Figure 6. Correction of P53 hypermethylation improves ischemic wound closure.

Figure 6

(A) Topical delivery of 5-azacytidine to murine ischemic bipedicle wounds. (B) Representative IHC and intensity analysis (right panel) of 5-methylcytosine in ischemic wounds treated with either vehicle control or 5-azacytidine. (Scale bar: 50 μm; n = 5; *P < 0.05, Student’s t test). (C) Wound closure determined by digital planimetry (top). Data presented as percentage of wound area (bottom). n = 7, 8, *P < 0.05 (Student’s t test). Data represented as mean ± SEM. (D) Vector components used for targeted demethylation of P53 promoter in keratinocytes using CRISPR/dCas9 approach. Keratinocyte targeting was achieved by KRT14 promoter–driven guide RNAs. (E) The mouse P53 promoter locus used for demethylation events.
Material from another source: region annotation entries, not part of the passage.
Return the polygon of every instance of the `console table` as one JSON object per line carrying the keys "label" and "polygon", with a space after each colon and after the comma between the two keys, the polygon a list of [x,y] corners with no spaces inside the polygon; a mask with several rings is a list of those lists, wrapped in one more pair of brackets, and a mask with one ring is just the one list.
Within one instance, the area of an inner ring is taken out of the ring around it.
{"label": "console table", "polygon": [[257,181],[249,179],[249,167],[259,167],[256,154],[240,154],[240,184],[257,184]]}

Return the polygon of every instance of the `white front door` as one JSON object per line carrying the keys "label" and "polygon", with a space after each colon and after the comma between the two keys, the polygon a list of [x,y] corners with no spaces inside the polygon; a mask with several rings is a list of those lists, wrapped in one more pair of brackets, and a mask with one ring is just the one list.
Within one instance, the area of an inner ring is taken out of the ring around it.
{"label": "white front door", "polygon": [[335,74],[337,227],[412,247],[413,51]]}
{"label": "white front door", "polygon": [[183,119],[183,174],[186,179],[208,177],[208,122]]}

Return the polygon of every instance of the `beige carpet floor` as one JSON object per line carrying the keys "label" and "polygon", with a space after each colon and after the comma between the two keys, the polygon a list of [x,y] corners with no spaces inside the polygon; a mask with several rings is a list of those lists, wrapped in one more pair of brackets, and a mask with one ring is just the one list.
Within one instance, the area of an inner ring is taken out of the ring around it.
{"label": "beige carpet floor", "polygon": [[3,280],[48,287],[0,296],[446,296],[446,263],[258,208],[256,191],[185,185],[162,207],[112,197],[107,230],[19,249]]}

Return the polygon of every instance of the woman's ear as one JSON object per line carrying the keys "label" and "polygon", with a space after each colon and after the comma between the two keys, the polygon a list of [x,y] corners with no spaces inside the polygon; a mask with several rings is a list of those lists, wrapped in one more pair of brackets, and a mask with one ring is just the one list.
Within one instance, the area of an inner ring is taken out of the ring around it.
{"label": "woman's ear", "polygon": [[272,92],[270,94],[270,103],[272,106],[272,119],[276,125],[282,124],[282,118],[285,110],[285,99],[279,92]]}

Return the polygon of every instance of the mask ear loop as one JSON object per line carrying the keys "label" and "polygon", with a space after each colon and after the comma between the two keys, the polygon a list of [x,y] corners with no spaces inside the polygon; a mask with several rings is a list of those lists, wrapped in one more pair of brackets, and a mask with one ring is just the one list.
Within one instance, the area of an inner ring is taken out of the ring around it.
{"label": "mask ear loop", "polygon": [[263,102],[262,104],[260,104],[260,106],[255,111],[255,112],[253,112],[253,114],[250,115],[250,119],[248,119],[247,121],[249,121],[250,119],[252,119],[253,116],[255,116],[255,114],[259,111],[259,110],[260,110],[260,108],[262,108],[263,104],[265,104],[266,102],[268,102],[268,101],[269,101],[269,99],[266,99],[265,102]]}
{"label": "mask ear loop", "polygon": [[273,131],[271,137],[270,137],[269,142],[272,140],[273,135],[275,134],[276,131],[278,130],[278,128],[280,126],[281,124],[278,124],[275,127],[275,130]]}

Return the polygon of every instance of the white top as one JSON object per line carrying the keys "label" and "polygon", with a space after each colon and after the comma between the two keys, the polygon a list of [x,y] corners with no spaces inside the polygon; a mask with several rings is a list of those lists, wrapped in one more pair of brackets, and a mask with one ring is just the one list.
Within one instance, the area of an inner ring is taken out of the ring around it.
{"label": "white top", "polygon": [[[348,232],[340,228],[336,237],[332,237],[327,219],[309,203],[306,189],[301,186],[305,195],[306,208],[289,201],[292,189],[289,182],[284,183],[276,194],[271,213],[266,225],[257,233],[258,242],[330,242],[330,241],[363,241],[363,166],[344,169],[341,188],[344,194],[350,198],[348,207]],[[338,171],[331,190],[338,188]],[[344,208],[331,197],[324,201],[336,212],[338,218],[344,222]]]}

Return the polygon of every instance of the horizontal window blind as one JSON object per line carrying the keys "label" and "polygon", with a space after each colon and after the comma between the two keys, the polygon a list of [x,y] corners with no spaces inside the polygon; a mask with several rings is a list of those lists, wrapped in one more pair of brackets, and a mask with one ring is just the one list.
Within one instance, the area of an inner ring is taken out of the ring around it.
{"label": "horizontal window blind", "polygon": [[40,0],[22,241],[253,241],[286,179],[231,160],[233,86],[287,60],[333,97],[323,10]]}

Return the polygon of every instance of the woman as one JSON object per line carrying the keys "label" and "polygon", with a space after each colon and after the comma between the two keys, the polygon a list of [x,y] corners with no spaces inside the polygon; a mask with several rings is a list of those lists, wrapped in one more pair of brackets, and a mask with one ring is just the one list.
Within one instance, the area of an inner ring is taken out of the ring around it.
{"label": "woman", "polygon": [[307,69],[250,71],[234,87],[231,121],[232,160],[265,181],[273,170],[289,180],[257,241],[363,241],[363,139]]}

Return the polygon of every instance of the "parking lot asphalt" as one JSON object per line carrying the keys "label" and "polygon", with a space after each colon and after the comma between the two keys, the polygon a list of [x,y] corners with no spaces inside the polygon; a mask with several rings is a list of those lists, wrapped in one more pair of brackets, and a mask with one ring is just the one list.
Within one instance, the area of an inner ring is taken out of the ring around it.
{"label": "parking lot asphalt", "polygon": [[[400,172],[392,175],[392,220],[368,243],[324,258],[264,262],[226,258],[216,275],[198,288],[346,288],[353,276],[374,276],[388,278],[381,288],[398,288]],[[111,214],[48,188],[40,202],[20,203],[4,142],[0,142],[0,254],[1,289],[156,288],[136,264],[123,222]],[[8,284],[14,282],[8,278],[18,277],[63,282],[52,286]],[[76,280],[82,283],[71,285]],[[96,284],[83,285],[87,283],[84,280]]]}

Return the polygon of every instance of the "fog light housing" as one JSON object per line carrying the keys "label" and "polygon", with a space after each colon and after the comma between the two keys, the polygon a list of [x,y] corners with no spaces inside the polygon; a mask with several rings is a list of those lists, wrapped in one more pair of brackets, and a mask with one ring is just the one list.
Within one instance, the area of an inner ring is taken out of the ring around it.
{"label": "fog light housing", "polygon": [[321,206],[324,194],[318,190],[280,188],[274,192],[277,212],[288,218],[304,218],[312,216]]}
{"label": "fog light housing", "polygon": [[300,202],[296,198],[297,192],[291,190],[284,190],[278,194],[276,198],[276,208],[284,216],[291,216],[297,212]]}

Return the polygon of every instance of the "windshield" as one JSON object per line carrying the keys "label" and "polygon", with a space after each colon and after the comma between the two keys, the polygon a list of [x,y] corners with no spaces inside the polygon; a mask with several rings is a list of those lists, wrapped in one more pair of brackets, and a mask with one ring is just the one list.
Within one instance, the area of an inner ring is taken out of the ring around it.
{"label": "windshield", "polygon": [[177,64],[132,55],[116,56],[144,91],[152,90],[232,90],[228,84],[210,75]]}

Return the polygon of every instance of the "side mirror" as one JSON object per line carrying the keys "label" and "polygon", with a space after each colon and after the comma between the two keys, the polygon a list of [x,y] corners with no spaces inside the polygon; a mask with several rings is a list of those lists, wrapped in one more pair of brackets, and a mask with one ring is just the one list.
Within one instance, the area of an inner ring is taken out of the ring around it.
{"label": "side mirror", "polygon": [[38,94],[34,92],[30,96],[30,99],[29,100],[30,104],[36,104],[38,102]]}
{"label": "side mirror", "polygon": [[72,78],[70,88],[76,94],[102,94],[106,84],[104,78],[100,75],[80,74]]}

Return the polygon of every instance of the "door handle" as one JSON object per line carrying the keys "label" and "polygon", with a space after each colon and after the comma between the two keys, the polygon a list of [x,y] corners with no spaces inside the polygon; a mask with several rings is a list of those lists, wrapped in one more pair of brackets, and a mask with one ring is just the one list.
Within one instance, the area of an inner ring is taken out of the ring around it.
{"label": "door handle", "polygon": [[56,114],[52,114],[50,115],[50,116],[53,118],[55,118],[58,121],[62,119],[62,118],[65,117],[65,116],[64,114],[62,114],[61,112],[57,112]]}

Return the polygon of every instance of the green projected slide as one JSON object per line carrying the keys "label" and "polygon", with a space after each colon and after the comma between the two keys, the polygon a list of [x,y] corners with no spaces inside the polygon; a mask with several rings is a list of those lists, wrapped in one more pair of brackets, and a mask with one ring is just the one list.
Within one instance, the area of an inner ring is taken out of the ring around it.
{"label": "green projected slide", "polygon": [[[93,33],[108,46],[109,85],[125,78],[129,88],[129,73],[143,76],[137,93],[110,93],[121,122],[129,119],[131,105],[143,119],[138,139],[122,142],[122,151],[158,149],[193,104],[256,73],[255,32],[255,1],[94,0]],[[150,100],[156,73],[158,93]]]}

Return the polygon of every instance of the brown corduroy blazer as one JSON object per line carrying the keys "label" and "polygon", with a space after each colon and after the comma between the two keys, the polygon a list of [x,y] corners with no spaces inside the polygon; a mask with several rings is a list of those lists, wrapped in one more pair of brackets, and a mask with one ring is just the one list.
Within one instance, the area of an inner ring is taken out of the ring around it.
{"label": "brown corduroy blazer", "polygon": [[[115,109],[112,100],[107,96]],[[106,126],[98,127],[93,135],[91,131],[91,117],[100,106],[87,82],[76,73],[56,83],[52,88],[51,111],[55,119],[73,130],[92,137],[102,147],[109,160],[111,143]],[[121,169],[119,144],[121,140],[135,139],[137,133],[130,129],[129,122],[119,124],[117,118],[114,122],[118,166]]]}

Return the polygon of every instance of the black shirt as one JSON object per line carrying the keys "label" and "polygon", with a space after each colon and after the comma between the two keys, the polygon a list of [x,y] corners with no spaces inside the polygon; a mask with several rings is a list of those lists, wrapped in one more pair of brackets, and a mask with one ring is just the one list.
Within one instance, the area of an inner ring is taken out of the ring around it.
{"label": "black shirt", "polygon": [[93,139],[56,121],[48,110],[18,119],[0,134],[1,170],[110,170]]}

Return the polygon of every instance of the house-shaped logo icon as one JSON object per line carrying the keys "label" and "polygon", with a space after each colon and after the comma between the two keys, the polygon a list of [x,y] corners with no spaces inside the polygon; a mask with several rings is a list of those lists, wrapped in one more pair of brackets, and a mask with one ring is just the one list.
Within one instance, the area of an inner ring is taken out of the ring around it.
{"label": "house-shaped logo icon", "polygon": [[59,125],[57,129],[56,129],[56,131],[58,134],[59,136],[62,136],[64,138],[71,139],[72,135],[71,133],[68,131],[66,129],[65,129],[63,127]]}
The locations of the targets (1–3) for sgRNAs are indicated by red pointers. (F) Topical delivery of TET1 CD and targeted sgRNAs to the ischemic wound employing tissue nanotransfection (TNT2.0) technology. (G) Schematic diagram of the TNT process. (H) Western blot analysis showing the expression of P53 in bipedicle ischemic wounds of mice nanotransfected with TET1CD and peptide repeat in presence or absence of KRT14 promoter–driven P53 gRNA targets. Data expressed as fold-change using β-actin as loading control. (n = 6; *P < 0.05, Student’s t test). (I) Demethylation activity was measured by bisulfite sequencing of murine P53 promoter region (mm10_chr11:69,578,954-69,579,215). (J) Wound closure was monitored at different days after wounding in bipedicle ischemic wounds of mice subjected to TNT by digital planimetry (left). Data presented as percentage of wound area (right). n = 8, *P < 0.05 (Student’s t test). (K) Representative IHC analysis of P53 in ischemic wounds subjected to TNT. (L) Intensity analysis of the images. (Scale bar: 100 μm; n = 6; *P < 0.05, Student’s t test). nairing, hair-removal technique using a depilatory agent (Nair, Church and Dwight).